There is a convincing case for some form of supersymmetry, but conventional supersymmetry (SUSY) has been plagued by many unsolved theoretical difficulties since its inception half a century ago. Even more importantly, not a single SUSY superpartner has been observed up to surprisingly high experimental limits. These failures suggest that it is appropriate to rethink the meaning of supersymmetry at the most fundamental level. Here we consider a radically different form of supersymmetry (called susy here to avoid confusion), which initially combines standard Weyl fermion fields and primitive (unphysical) boson fields. A stable vacuum then requires that the initial boson fields, whose excitations would have negative energy, be transformed into three kinds of scalar-boson fields: the usual complex fields $\phi$, auxiliary fields $F$, and real fields $\varphi$ of a new kind (with degrees of freedom and gauge invariance preserved under the transformation). The requirement of a stable vacuum thus imposes Lorentz invariance, and also immediately breaks the initial susy -- whereas the breaking of conventional SUSY has long been a formidable difficulty. Even more importantly, for future experimental success, the present formulation may explain why no superpartners have yet been identified: Embedded in an $SO(10)$ grand-unified description, most of the conventional processes for production, decay, and detection of sfermions are excluded, and the same is true for many processes involving gauginos and higgsinos.
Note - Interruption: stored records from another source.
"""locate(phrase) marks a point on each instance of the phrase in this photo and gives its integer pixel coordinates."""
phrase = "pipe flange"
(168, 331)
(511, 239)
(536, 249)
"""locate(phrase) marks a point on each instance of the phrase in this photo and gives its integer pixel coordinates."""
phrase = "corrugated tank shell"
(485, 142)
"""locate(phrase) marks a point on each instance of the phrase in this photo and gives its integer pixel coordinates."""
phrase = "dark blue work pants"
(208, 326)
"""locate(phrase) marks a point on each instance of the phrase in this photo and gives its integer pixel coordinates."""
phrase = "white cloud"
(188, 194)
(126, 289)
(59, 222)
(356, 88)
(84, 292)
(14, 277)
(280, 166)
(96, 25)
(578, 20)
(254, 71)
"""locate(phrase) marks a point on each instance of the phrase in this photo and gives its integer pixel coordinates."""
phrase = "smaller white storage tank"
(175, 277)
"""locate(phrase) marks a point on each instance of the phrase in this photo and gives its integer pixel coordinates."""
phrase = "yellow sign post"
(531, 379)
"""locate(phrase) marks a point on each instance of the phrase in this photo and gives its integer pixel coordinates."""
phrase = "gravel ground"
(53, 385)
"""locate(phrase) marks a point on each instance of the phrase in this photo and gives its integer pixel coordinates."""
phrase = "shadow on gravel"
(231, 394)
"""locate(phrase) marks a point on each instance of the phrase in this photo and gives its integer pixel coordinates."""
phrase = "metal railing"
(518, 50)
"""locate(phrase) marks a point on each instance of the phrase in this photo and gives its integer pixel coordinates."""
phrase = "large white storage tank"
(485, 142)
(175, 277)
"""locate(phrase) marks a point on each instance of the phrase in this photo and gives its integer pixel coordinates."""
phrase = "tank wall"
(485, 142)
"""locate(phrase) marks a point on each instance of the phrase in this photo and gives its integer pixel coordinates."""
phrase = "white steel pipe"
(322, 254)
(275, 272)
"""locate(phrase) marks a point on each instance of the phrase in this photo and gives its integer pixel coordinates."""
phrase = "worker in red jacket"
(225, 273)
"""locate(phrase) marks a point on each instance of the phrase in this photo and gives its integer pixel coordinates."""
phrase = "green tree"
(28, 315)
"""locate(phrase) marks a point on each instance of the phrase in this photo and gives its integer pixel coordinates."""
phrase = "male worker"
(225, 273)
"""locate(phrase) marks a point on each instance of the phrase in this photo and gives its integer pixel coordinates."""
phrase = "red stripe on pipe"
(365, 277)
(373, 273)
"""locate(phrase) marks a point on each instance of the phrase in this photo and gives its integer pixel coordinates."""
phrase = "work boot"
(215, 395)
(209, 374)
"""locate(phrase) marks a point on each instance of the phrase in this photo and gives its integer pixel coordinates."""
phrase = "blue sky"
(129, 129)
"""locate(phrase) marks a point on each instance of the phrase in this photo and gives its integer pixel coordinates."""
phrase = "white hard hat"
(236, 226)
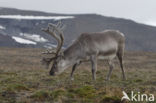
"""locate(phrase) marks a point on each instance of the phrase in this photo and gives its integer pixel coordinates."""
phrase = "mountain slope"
(139, 37)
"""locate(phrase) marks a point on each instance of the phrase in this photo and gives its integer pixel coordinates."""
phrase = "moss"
(40, 95)
(108, 99)
(138, 80)
(85, 92)
(16, 87)
(43, 95)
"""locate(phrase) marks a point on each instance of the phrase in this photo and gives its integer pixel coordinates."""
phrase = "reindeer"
(88, 46)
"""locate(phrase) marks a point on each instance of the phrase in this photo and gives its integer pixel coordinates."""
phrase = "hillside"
(22, 24)
(24, 80)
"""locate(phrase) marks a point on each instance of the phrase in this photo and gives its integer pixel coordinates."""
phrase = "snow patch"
(23, 41)
(34, 37)
(152, 23)
(2, 27)
(35, 17)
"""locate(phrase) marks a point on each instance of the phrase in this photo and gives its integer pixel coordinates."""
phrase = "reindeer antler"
(52, 29)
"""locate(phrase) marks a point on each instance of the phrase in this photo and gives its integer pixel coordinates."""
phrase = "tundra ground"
(24, 80)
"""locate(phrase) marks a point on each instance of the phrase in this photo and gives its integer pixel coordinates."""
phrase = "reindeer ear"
(62, 54)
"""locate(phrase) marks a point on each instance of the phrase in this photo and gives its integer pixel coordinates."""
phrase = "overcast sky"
(143, 11)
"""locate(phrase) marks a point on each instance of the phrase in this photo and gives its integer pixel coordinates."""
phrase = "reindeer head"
(58, 58)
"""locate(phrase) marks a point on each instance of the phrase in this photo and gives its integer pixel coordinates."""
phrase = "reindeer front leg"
(73, 69)
(94, 66)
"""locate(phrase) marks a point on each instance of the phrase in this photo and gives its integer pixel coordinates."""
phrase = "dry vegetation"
(24, 80)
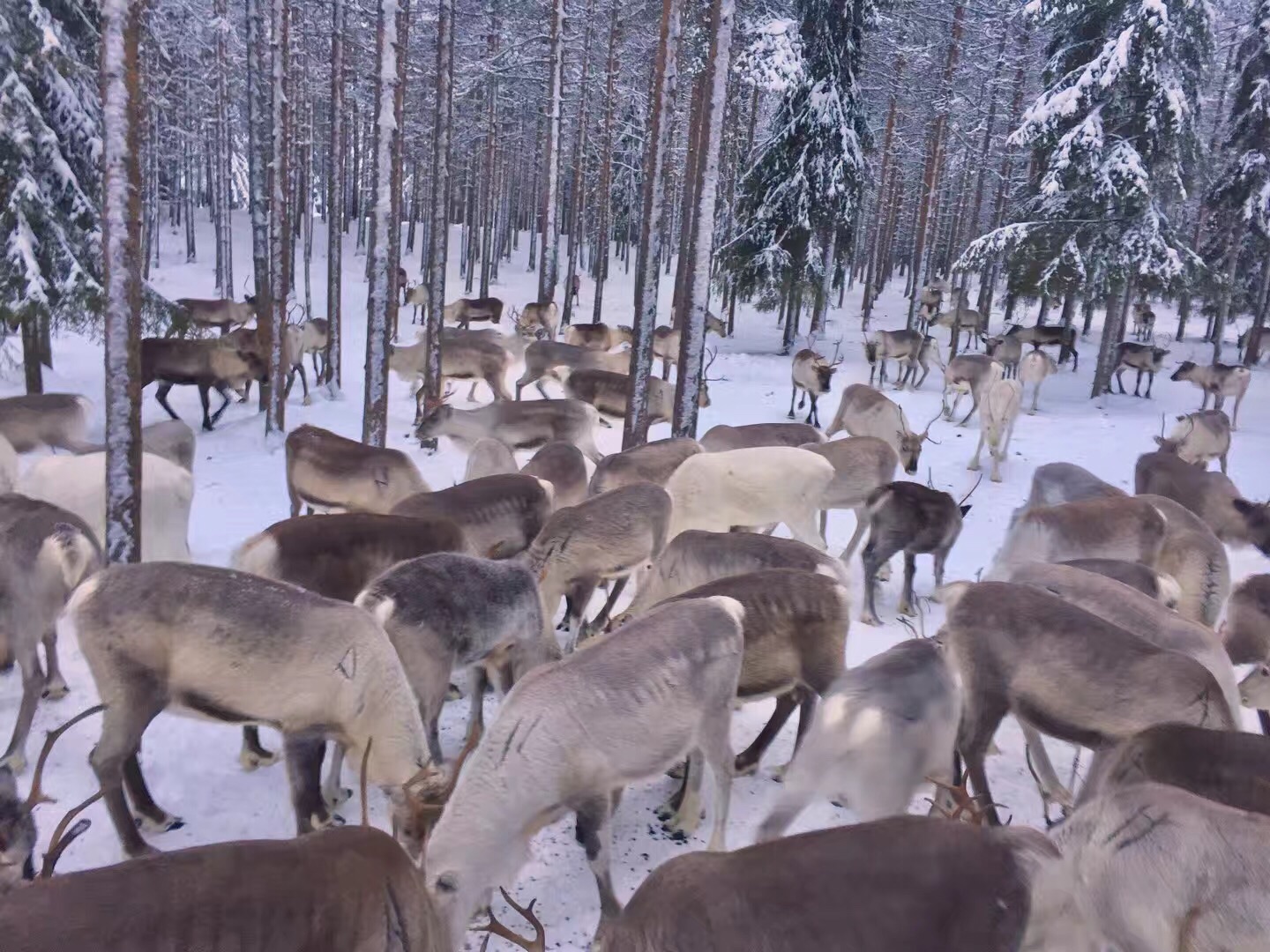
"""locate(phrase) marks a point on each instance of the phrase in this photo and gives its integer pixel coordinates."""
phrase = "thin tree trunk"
(664, 80)
(121, 240)
(714, 101)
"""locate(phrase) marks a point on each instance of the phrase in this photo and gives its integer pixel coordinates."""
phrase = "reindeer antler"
(496, 928)
(37, 795)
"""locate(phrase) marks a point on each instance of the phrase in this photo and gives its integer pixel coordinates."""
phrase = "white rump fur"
(755, 487)
(78, 484)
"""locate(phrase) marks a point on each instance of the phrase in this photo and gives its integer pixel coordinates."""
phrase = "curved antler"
(37, 795)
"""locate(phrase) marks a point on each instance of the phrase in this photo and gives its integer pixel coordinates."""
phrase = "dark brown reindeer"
(201, 363)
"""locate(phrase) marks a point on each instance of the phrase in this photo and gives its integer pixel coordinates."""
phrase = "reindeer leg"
(32, 687)
(303, 770)
(122, 726)
(747, 761)
(594, 834)
(253, 753)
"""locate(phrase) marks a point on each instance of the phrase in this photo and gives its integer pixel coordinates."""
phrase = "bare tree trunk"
(603, 198)
(435, 271)
(381, 299)
(549, 273)
(335, 195)
(664, 79)
(274, 413)
(121, 260)
(714, 101)
(259, 149)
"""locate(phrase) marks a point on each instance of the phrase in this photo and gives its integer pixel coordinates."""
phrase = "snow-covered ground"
(192, 766)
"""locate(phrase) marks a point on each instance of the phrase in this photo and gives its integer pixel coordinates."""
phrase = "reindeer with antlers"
(811, 375)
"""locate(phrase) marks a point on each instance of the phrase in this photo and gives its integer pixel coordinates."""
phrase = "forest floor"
(192, 766)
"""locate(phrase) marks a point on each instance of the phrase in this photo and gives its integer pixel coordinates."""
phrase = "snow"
(192, 766)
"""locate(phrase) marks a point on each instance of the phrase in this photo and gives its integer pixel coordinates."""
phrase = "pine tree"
(1113, 136)
(804, 187)
(49, 176)
(1238, 201)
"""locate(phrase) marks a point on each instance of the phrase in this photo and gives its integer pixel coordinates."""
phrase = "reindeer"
(598, 337)
(1217, 381)
(498, 516)
(666, 342)
(863, 412)
(1154, 868)
(609, 392)
(1246, 635)
(539, 315)
(1062, 338)
(813, 376)
(489, 457)
(1198, 437)
(1224, 767)
(201, 363)
(651, 462)
(571, 734)
(521, 426)
(1116, 527)
(787, 895)
(217, 312)
(882, 730)
(908, 348)
(1022, 651)
(796, 628)
(358, 891)
(329, 471)
(45, 554)
(55, 420)
(609, 537)
(564, 467)
(759, 435)
(243, 651)
(546, 358)
(1034, 368)
(1211, 495)
(693, 559)
(997, 423)
(860, 466)
(450, 611)
(1007, 352)
(751, 487)
(914, 519)
(1143, 322)
(1142, 358)
(968, 374)
(467, 310)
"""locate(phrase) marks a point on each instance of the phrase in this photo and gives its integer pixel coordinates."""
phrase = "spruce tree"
(804, 185)
(1113, 136)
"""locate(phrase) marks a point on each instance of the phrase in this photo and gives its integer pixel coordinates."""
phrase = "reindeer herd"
(1106, 620)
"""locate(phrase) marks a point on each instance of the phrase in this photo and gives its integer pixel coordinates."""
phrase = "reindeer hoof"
(16, 762)
(163, 824)
(337, 798)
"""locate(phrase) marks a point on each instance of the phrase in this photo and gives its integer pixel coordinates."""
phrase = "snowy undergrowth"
(192, 766)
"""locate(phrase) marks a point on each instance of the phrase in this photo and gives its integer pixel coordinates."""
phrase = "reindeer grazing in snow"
(813, 376)
(863, 412)
(997, 423)
(1218, 381)
(1198, 437)
(880, 732)
(243, 651)
(331, 471)
(45, 554)
(571, 734)
(1142, 358)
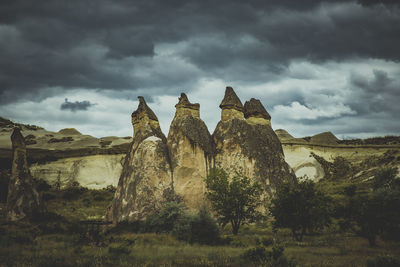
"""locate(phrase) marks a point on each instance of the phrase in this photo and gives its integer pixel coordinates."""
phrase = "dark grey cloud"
(75, 106)
(121, 49)
(106, 44)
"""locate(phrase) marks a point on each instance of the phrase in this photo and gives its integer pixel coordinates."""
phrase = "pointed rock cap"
(143, 110)
(17, 140)
(184, 103)
(231, 100)
(254, 108)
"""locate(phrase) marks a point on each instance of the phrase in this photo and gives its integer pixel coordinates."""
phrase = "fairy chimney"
(255, 113)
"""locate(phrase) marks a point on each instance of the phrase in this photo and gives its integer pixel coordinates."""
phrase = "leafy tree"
(300, 207)
(234, 200)
(376, 213)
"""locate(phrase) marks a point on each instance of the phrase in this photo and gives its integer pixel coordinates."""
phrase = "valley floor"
(56, 241)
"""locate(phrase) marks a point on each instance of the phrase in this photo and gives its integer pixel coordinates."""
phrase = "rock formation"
(146, 174)
(191, 152)
(326, 138)
(249, 146)
(156, 166)
(23, 200)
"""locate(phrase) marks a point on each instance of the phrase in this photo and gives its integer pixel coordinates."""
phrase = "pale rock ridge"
(23, 201)
(146, 175)
(252, 148)
(155, 166)
(191, 152)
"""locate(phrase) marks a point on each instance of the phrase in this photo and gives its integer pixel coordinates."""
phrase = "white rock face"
(303, 164)
(94, 172)
(145, 178)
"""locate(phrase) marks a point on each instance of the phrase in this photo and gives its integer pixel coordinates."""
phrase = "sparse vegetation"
(235, 201)
(58, 238)
(300, 207)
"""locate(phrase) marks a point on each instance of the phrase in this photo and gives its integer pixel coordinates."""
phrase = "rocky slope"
(310, 156)
(249, 146)
(23, 201)
(67, 156)
(191, 152)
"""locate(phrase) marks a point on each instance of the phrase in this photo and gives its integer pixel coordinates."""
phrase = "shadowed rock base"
(23, 200)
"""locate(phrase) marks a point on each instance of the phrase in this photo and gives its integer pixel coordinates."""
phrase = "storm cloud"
(75, 106)
(312, 63)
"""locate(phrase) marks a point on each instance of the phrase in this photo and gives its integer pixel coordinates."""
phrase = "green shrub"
(42, 185)
(175, 219)
(118, 250)
(383, 260)
(164, 220)
(74, 192)
(275, 258)
(4, 180)
(257, 254)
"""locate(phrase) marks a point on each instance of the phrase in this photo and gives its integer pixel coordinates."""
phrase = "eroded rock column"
(191, 151)
(249, 146)
(146, 175)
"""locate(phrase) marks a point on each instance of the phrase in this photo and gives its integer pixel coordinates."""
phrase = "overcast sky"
(315, 65)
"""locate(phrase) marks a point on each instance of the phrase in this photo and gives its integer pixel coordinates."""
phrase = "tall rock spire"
(146, 174)
(232, 107)
(255, 113)
(144, 120)
(250, 146)
(191, 152)
(23, 201)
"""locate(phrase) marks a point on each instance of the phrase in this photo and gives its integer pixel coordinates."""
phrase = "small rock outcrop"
(255, 113)
(249, 146)
(146, 175)
(23, 201)
(191, 152)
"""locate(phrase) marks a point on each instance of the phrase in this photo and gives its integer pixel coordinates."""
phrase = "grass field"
(63, 241)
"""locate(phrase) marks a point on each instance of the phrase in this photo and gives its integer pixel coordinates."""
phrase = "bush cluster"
(174, 218)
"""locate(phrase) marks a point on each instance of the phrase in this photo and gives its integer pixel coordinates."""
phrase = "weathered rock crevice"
(23, 201)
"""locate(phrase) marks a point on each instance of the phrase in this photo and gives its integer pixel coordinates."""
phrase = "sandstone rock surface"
(146, 175)
(251, 148)
(191, 152)
(23, 201)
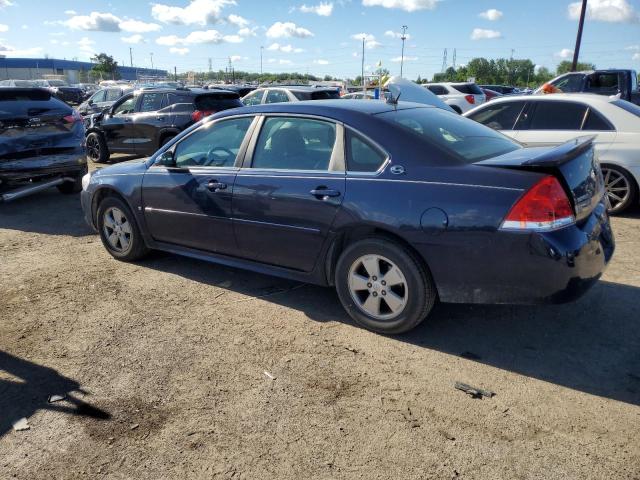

This implies that superpartners with masses $\sim 1$ TeV may exist, but with reduced cross-sections and modified experimental signatures. For example, a top squark (as redefined here) will not decay at all, but can radiate pairs of gauge bosons and will also leave straight tracks through second-order (electromagnetic, weak, strong, and Higgs) interactions with detectors. The predictions of the present theory include (1)~the dark matter candidate of our previous papers, (2)~many new fermions with masses not far above 1 TeV, and (3)~the full range of superpartners with a modified phenomenology.